Above the convoluted arguments pro and con, however, this sinner staunchly believes in accountability, and the possibility of forgiveness and moral regeneration.
Shunning accountability, government officials shaking off blame for maladministration, or continuing to misinform and mislead the people, are not only incompetent, but are also cowards.
• Today’s Gospel, according to John
THIS is the Gospel read today, Holy Tuesday, according to John 13:21-33, 36-38:
“Reclining at table with his disciples, Jesus was deeply troubled and testified, ‘Amen, amen, I say to you, one of you will betray me.’
“The disciples looked at one another, at a loss as to whom he meant. One of his disciples, the one whom Jesus loved, was reclining at Jesus’ side. So Simon Peter nodded to him to find out whom he meant.
“He leaned back against Jesus’ chest and said to him, ‘Master, who is it?’

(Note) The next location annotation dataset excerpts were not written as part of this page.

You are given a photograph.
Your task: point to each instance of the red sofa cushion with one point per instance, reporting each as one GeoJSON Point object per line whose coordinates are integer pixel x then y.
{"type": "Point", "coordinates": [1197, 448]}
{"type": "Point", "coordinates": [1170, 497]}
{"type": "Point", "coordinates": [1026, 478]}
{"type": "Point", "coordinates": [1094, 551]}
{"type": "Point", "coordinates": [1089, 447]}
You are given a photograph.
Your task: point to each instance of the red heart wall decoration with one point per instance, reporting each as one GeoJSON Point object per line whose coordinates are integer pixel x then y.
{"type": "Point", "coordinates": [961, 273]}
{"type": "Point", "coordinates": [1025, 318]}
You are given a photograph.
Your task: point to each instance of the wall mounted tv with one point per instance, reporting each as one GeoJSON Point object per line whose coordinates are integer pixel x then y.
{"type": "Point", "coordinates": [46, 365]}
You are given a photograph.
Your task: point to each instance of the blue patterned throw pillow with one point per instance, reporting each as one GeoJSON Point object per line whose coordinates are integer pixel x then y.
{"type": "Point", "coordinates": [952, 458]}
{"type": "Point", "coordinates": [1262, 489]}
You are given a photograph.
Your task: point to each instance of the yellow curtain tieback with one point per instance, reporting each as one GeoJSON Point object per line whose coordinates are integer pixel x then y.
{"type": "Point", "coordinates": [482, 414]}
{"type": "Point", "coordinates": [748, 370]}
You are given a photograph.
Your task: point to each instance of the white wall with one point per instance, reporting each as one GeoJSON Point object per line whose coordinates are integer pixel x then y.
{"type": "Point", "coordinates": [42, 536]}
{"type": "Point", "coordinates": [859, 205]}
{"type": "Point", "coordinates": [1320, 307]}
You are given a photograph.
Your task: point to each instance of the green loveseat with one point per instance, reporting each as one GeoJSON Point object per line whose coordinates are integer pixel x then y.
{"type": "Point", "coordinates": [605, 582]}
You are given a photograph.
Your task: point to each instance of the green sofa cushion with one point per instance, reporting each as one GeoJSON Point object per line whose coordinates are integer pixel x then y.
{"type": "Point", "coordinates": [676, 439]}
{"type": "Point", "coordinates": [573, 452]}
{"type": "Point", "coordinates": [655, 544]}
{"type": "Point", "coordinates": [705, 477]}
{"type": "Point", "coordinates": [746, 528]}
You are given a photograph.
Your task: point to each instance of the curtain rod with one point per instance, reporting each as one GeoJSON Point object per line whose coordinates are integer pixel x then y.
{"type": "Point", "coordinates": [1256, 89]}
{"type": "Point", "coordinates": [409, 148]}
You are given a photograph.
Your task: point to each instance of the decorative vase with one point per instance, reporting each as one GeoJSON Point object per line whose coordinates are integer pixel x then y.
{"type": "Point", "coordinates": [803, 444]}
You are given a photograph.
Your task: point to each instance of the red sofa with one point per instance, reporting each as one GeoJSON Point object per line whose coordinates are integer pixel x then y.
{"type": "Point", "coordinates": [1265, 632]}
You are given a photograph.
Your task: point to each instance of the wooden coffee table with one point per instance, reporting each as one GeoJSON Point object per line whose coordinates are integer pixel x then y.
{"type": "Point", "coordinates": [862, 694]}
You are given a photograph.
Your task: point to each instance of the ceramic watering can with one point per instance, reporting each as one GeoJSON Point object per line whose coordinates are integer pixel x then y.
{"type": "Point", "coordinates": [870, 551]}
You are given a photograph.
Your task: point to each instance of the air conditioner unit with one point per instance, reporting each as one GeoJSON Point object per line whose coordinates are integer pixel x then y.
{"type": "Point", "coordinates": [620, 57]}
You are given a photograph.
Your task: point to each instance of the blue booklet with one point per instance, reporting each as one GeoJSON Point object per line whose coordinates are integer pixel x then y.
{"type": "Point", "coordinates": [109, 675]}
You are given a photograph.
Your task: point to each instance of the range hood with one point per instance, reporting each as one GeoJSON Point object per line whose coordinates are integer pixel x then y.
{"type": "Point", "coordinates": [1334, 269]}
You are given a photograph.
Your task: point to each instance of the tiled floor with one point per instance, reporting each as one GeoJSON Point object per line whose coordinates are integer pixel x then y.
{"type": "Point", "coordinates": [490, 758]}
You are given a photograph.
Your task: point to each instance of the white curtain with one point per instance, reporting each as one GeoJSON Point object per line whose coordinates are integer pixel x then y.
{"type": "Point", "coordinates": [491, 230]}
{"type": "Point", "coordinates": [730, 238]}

“Jesus answered, ‘It is the one to whom I hand the morsel after I have dipped it.’
“So he dipped the morsel and took it and handed it to Judas, son of Simon the Iscariot. After Judas took the morsel, Satan entered him.
“So Jesus said to him, ‘What you are going to do, do quickly.’ Now none of those reclining at table realized why he said this to him.
“Some thought that since Judas kept the money bag, Jesus had told him, ‘Buy what we need for the feast’ or to give something to the poor.
“So Judas took the morsel and left at once. And it was night.
“When he had left, Jesus said, ‘Now is the Son of Man glorified, and God is glorified in him. If God is glorified in him, God will also glorify him in himself, and he will glorify him at once. My children, I will be with you only a little while longer. You will look for me, and as I told the Jews, ‘Where I go you cannot come,’ so now I say it to you.’
“Simon Peter said to him, ‘Master, where are you going?’
“Jesus answered him, ‘Where I am going, you cannot follow me now, though you will follow later.’
“Peter said to him, ‘Master, why can I not follow you now? I will lay down my life for you.’
“Jesus answered, ‘Will you lay down your life for me? Amen, amen, I say to you, the cock will not crow before you deny me three times.”
(PS: The actual betrayal by Judas in the Garden of Gethsemane is narrated in the Gospel for tomorrow, Holy Wednesday, although the Last Supper and the kiss of betrayal happened that same night.)
SPIRITUAL RETREAT: Seeing that picture yesterday of President Rodrigo Duterte kneeling and praying with his eyes closed, we started hoping that he, like some past presidents, will find time to gather his Cabinet, advisers and close friends for a Lenten Holy Retreat.
This is not to intrude into his personal beliefs and practices, but we believe that the president of a dominantly Christian country can gain more strength and wisdom by going through periodic spiritual exercises, or whatever he chooses to call them.
We also believe that spiritual renewal will help strengthen our people adjust to disturbing situations brought about by radical changes being introduced by the Duterte administration.